Estaban una vez en casa de unos amigos, Clara y él. Los amigos tenían jardín, y una pequeña piscina circular; y por encima de las tapias se veía el campo. Era verano, atardecía; Clara estaba en sus rodillas, en traje de baño y con la piel recalentada por el sol. Ea, ea, decía César, acunándola como si fuera una niña pequeña, ea, ea, y ella le seguía el juego, repantigándose en sus brazos y sonriendo. Alrededor de ellos revoloteaban torpemente las avispas, atraídas por el agua de la piscina. La carne de Clara ardía como un pan recién horneado; su cuello olía a crema de broncear y a cloro. Esto es la felicidad, pensó César entonces: permanecer así, con ella entre los brazos, mientras el campo que se extendía ante ellos amarilleaba y luego llegaba el invierno y se volvía duro y gris, y después estallaba con los primeros brotes de la primavera, y pasaban así los años y la vida.

Poco antes de que las cosas acabaran entre ellos empezó a suceder lo de los grifos. Una noche César se despertó de madrugada, sacado de su ligero sueño por el sonido, inusual a esa horas, de un gorgoteo acuoso. Se mantuvo un buen rato en la cama, sin decidirse a espabilarse, intentando adivinar a qué podría deberse semejante ruido. Descartó la lluvia: sonaba demasiado a riachuelo; y a los vecinos: se escuchaba desde muy cerca, justo en casa. Al cabo se levantó y entró en el cuarto de baño; uno de los grifos del lavabo estaba abierto. Pero abierto del todo: el agua fluía abundante y sonoramente, se arremolinaba en la pileta de porcelana, se escapaba desagüe abajo con gran profusión de flatulencias. Imposible no haber escuchado nada la noche anterior, en el larguísimo lapso de tiempo que César empleó en dormirse. Y además, ¿quién se había dejado el grifo abierto? Él estaba casi seguro de haber sido el último en usar el cuarto de baño y de haber cerrado convenientemente el agua. César contemplaba el rebotar del chorro, tan escandaloso en el silencio de las horas pequeñas, y se sentía cada vez más desconcertado. Cerró el grifo: funcionó perfectamente, de modo que no se pudo consolar con la hipótesis de una rotura en las tuercas, en las arandelas, en el simple interior del mecanismo. Contempló el lavabo durante largo rato y pudo comprobar que ni tan siquiera goteaba. Resultaba absurdo, pero lo cierto era que el incidente le dejó desasosegado, inquieto; era una de esas cosas inexplicables que se atravesaban en la razón del mismo modo que una espina de pescado quedaba atrancada en el gaznate. Tardó horas en retomar el sueño.
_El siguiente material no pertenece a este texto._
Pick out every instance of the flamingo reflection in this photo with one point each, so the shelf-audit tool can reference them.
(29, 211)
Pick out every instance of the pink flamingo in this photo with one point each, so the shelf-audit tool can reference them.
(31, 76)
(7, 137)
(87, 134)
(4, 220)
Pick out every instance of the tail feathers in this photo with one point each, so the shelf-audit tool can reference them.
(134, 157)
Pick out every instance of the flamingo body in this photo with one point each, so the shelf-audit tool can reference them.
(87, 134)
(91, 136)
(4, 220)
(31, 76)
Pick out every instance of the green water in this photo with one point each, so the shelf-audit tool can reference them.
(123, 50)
Volvió a suceder días más tarde. Esta vez era el grifo de la bañera; el del agua caliente, así es que cuando César entró en el cuarto de baño la habitación estaba saturada de vapor y el empañado espejo no devolvió imagen alguna de él. Cortó el agua, regresó al dormitorio y despertó a Clara, un poco histérico: en esa ocasión estaba seguro de no haberse dejado el grifo abierto. Clara refunfuñó adormilada y le miró entre légañas como se mira a un loco. Por supuesto que no he utilizado el baño desde ayer por la mañana, gruñía ella: Y además el dejarse un grifo abierto no es cosa para montar tal cirio. Ciertamente César se sentía ridículo; así es que se calló y se acostó de nuevo. Pero no pudo volver a retomar el sueño en esa noche.
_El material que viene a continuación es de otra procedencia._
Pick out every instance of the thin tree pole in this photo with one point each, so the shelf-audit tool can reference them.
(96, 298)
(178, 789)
Desde entonces adquirió la maniática costumbre de revisar los grifos de la casa varias veces antes de irse a la cama; e incluso había ocasiones en que, tras llevar ya un buen rato acostado, la inquietud le traicionaba y se volvía a levantar para comprobar una vez más que todo estaba en orden. Además, bastaba con que Clara se diera media vuelta en sueños para que César despertara de un brinco, temiendo que ella pudiera haberse levantado para ir al baño y olvidado de cerrar convenientemente las espitas. Y había veces en que Clara regresaba a la cama en mitad de la noche y César tenía que esperar a que se durmiera de nuevo para poder ir a hacer las comprobaciones necesarias. Con todo ese trajín César apenas descansaba, porque al amanecer, cuando los terrores empalidecían con el sol, los vecinos de la casa de al lado, que estaban de reformas y con obreros, empezaban a dar martillazos en los muros, impidiendo cualquier posibilidad de conciliar el sueño. Fueron unas semanas agotadoras.